Monday, 31 December 2012

the last leg

Down to the south of Gujarat to Sasan Gir Wildlife Sanctuary which is the 
last refuge of the Asiactic lion. Widespread hunting decimated the population,
they were on the brink of extinction with only 12 left in 1884.

The beautiful forested park covers a huge area, and the numbers of lions
have increased, so much so, there are plans to transfer some to other

We set off at 5.30am, or we nearly did.   Two punctures called for an
solution which appeared in the shape of a very old rickshaw.   It sounded
like an old traction engine, puffing and spitting along the dark road.
We all squashed in, including our driver clutching one tyre for repair.
Issaf, such a nice man, was dropped of, in the dark, at what looked like
a deserted hut.

Ten minutes later we were at the gate of the Sanctuary queuing for our
permits.   No permits left, so we pulled out the VIP card which worked.

Still dark, and very cold, we set off through the park in an open jeep.
A driver, our forest guide, Keith, Samshu and myself.  Birds were just
waking up.    Monkeys were asleep.  A few spotted deer roaming
through the grasslands, nilgai and sambar deer appearing through the
trees.   We drove on for around two hours.   The sunrise gave hope of
some warmth!   Occasionally we would drive out of the valley, and, 
my goodness, the sun was a welcomed sight.

Did I mention it was Keith's birthday?    Where was that lion?   This
was going to be some birthday present.    We had almost given up hope
when, on the crest of a hill, this magnificent beast appeared,

followed a little later by another one basking in the sun.    Fantastic.

Back for breakfast, and we were starving.  It's hard work stalking lions
Issaf was waiting for us with the car and all punctures fixed.  I found a 
seat in the sun while our stuffed parathas and curd were being
prepared.   Later, after having a shower, I noticed weired red rings on my
legs.   Goodness, had I been bitten by something nasty?    No, it turned
out they were chilblains, things of distant memory when sitting too close
to an open fire on cold winter days.   Who would have thought this would
happen after sitting on a hot stone wall warming up after a chilly start
to the day?!!

Moving up the north coast the next stop was Valavadar National Park,
Blackbuck sanctuary.

The countryside here reminded me of an African savanna, tall golden
grasses, interspersed with single low trees.    The blackbuck are beautiful
creatures, their horns resemble barley sugar twists.

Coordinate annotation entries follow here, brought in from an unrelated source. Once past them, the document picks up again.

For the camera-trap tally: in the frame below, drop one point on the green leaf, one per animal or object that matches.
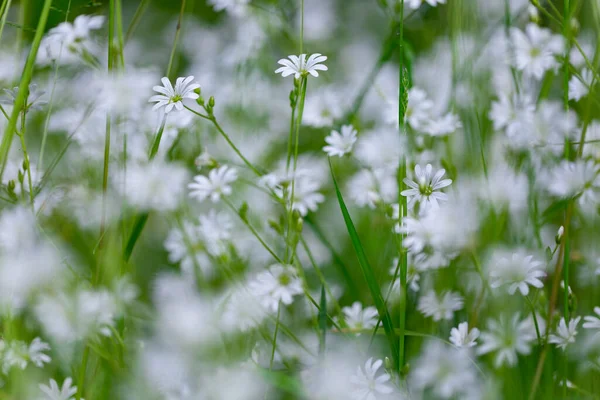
(367, 271)
(322, 320)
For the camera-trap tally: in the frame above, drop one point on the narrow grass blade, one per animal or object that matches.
(322, 321)
(140, 222)
(368, 272)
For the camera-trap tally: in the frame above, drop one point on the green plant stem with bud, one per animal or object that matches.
(402, 199)
(20, 101)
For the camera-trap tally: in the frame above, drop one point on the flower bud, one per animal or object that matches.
(534, 14)
(559, 234)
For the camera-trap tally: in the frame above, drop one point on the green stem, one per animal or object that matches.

Then there were nilgai, also known as blue cows

We spent a happy couple of hours driving through the park.  On the south side were
lakes full of winter migrants, various ducks, wonderfully coloured little birds darting
in and out of bushes.   Oh, so peaceful.

Lotus flowers coming into bloom

there had to be an elephant - we noticed this one as we were
passing a small village

Our friend, and guide, Samshu (and the lovely toran over the door has machine cut shisha!)

And so our wanderings came to an end.    Overnight train from Amedhabad to
Mumbai.   Two days to catch up with some shopping and then the flight home.
We stay by the harbour in Mumbai, the other end of the road from the Taj and
the Gateway to India.    The usual routine on leaving day is to pack, have breakfast,
followed by a quick stroll up to The Gateway to India.   A bit of a boo hoo, then
taxi to the airport.

This time we could hear the strains of a military band.   Oh, I do like that sound,
and what a send off.

It was a naval band, plenty of flags fore and aft.   In the middle of the parade,
young girl sea cadets.   They were practising for a big event I would guess.

the tail end

outside the Taj Hotel the girls are giving it their all.   The complete rendition of the
Sailor's Hornpipe, including all actions.   It fair brought a tear to my eye.

We arrived in India tired and exhausted, and returned fully restored, except I was
so chilled out it has taken some time to get round to doing things that should be
done - like my blog!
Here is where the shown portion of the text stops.